¿Recuerdas
los días en la playa cuando nos buscamos? Nadie nos presentó y nos
averiguamos sin conocernos. Tú aroma ahogaba los tonos del aire al llegar
a mi y posaba sobre mi piel ardiente por el sol y la proximidad. Nada se daba por
hecho, excepto tu deseo que por pudor ocultabas en la arena. Me enseñaste el
camino a la gruta disimulada. Yo, cómplice con las olas y sin obstáculos,
traspase el umbral sin dejar de soñar.
EL EROTISMO
En
la cueva, la penumbra hacía posible todo lo inalcanzable y las caricias al vaivén, sin coordinar, nos movían los deseos y te acorralaban
hasta verte sobre mi cuerpo. Ya en la oquedad, estirada, escondías tus pechos
turgentes entre los brazos, preludio de lo más reservado y envidia de mis
pensamientos. El suelo húmedo por el mar y por ti, lo calentabas con tu cuerpo.
Ayudabas hasta la salida del sol, cuándo la luz penetraba en el lugar más
recóndito, sin excusas, mientras los ojos buscaban la satisfacción en la mirada
y aparecía una sonrisa de placer; los labios, ahora sí, esperaban los besos.
Los cuerpos unidos por las salpicaduras del salitre y el placer,
se despegaban lentamente.
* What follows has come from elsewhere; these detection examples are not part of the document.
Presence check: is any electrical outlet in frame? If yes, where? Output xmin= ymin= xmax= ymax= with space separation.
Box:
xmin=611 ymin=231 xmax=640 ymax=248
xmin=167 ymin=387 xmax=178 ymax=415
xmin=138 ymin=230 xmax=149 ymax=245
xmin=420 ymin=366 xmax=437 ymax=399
Los labios cortados por el ir y venir de la
voluntad, pedían continuar en contacto. Como no se agotaba el tiempo, la
gruta era un cauce de amor desde el que se podía contemplar, en medio de una
noche iluminada por la luna, el romance en silencio con el sol. La luna le
provocaba hasta hacerle salir dispuesto a emparejarse. Se fundían con el día y
su lecho era el horizonte.
Al
abandonar la fosa del placer, colmados de gozo, decidimos cuándo regresar a la
gruta; siempre que los sentidos y una túnica púrpura en la piel lo
permitiera. Gozar una y otra vez, en ese lecho invisible, al margen de los
celosos de nuestro amor y con las caricias que tu y yo compartimos.